KAPOL.ID –
Pengamat Ketenagakerjaan dari Universitas Gadjah Mada (UGM) Tadjuddin Noer Effendi mengingatkan dampak jika masyarakat Indonesia melakukan boikot terhadap produk-produk. Seperti angka pengangguran akan naik karena banyak yang terkena PHK.
Dia mengatakan pengusaha Indonesia tidak ada hubungannya sama sekali dengan yang disebutkan sebagai penyumbang dana atau pendukung agresi Israel ke Palestina.
“Pengusaha Indonesia itu hanya membeli license. Memang namanya nama Amerika, tetapi kan sebetulnya sudah dimiliki katakanlah Indonesia.”
“Kemudian itu diboikot, dan kalau mereka tutup akan terjadi PHK. Yang rugi kita sebenarnya seperti itu,” ujarnya pada rilis yang diterima KAPOL.ID, Jumat (17/11/2023).
Dia mengajak masyarakat agar jangan gegabah untuk cepat-cepat melakukan aksi boikot dan melihat secara rasional.
Perusahaan yang disebut-sebut milik Israel dan afiliasinya, sekarang sudah sebagian besar digerakkan oleh modal Indonesia.

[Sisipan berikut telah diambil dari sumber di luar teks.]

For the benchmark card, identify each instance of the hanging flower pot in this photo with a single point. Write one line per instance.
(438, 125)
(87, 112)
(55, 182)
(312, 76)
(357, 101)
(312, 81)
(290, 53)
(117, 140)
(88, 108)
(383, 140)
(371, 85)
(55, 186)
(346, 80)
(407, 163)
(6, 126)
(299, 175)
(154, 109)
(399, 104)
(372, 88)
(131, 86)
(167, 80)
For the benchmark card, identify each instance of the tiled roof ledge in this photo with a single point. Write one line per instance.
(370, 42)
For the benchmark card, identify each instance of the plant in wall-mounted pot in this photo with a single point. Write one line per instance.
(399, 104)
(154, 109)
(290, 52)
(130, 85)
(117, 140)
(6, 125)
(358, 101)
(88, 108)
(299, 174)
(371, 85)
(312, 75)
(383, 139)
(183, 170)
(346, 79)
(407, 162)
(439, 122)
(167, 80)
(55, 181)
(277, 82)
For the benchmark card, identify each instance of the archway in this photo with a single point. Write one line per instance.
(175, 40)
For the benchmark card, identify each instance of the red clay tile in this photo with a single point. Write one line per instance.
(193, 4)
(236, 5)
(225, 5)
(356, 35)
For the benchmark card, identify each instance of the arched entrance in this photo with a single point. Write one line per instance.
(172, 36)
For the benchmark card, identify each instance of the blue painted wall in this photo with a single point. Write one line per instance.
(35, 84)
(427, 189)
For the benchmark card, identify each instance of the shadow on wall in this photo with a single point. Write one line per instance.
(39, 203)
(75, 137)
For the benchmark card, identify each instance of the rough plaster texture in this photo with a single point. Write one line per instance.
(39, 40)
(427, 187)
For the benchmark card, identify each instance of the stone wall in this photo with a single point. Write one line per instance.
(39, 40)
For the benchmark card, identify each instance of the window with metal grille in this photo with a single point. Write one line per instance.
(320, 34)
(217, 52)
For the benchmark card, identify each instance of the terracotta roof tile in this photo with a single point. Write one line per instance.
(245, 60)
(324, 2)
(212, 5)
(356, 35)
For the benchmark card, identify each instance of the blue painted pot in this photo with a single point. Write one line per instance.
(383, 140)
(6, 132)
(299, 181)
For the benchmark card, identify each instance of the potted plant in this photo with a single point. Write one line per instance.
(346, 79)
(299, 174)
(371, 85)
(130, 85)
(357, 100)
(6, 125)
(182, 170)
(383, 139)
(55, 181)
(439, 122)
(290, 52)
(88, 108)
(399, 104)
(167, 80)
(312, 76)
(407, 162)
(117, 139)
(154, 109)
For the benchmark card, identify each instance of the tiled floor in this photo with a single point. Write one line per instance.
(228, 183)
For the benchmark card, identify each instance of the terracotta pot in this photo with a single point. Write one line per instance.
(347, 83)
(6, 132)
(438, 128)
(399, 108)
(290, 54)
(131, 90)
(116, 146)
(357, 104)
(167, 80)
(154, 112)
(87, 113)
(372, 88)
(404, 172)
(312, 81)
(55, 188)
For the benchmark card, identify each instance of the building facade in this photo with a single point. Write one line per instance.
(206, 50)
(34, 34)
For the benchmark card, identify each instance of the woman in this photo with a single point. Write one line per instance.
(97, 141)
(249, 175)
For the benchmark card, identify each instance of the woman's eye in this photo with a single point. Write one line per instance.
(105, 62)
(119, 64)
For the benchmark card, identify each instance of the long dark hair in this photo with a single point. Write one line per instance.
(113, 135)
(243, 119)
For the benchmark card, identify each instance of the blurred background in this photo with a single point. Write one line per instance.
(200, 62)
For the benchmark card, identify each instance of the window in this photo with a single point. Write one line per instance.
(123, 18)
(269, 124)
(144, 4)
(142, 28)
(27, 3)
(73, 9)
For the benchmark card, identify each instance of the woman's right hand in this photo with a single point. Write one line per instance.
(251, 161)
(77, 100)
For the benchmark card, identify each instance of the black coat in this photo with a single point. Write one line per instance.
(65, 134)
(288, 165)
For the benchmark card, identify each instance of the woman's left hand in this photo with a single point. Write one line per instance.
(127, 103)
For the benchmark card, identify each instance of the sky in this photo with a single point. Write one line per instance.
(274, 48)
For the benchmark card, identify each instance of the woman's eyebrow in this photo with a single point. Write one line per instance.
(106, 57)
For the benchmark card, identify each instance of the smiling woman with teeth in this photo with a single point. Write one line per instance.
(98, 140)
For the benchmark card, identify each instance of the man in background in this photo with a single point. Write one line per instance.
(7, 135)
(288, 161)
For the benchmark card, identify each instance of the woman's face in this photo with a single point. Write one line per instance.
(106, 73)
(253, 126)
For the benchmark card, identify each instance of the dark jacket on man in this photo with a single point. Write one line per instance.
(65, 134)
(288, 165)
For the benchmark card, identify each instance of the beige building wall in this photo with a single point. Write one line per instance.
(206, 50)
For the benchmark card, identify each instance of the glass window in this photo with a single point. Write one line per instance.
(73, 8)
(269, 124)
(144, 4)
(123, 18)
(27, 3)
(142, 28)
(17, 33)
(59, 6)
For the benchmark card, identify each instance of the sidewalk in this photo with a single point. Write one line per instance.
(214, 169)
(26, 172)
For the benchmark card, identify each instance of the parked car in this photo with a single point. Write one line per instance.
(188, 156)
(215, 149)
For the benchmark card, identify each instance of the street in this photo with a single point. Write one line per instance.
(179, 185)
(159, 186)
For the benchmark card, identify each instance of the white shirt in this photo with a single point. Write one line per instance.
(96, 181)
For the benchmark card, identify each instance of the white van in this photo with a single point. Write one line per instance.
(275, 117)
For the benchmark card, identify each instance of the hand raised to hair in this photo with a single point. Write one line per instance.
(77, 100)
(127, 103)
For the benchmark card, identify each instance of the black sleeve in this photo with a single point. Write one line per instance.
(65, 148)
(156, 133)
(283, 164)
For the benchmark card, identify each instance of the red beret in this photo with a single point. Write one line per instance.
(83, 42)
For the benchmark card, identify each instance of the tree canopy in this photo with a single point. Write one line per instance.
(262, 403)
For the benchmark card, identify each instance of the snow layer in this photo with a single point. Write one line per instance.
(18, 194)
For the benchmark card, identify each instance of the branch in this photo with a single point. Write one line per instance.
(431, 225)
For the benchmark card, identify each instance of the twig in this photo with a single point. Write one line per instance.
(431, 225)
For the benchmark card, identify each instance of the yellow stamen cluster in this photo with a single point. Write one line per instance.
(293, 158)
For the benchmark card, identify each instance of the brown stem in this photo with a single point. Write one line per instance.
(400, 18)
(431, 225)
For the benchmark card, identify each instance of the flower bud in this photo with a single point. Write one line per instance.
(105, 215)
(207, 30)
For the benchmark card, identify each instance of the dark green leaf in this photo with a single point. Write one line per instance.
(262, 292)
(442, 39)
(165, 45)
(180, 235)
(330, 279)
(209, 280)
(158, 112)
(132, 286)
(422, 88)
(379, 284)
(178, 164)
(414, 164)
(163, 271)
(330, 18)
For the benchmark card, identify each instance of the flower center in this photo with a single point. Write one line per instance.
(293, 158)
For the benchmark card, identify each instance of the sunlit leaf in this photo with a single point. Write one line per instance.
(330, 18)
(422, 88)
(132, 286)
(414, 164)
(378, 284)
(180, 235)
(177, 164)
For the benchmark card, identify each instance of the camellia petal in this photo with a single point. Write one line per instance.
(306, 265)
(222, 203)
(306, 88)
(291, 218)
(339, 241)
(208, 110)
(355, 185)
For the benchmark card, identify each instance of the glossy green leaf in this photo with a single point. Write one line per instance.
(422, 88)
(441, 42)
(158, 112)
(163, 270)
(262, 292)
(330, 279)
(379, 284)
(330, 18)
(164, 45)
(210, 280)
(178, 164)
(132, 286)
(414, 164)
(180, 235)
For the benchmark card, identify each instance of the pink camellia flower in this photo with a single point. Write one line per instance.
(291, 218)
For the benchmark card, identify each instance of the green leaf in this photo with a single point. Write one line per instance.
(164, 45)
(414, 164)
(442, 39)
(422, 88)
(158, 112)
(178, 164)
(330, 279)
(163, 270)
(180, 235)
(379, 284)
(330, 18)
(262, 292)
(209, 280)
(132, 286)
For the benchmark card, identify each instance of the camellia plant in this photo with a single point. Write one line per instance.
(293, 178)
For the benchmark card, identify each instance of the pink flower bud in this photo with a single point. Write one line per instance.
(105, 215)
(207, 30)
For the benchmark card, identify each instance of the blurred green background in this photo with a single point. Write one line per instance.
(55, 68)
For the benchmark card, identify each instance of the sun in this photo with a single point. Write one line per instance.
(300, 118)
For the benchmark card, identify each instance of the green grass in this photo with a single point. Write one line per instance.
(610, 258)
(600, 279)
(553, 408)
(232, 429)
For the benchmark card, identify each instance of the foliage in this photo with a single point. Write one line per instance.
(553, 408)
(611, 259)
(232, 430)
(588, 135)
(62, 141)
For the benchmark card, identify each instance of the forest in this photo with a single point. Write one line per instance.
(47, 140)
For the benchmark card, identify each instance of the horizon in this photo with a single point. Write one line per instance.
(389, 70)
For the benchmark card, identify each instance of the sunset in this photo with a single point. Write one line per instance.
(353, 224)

“Dalam hal ini kita hanya membayar fee pada mereka. Tapi, keuntungan bagi kita itu kan adalah perusahaan-perusahaan itu dapat menyerap pekerja-pekerja kita. Dan kemudian dapat membantu menurunkan kemiskinan dan pengangguran,” ucapnya.
Selain itu, target pemerintah yang ingin menurunkan angka stunting juga akan terhambat. Karena banyak masyarakat yang tidak lagi bisa memberikan gizi yang baik bagi anak-anak mereka akibat kemiskinan yang dialami karena terkena PHK.
“Jadi, dampaknya banyak. Kalau sudah terjadi kemiskinan, nanti tidak bisa menyekolahkan anak. Secara garis besar, efek berantai dari boikot itu sangat banyak dialami oleh masyarakat kita sendiri,” tuturnya.
Sementara, lanjutnya, angka stunting saat ini saja masih sangat besar, begitu juga dengan angka pengangguran, dan angka kemiskinan.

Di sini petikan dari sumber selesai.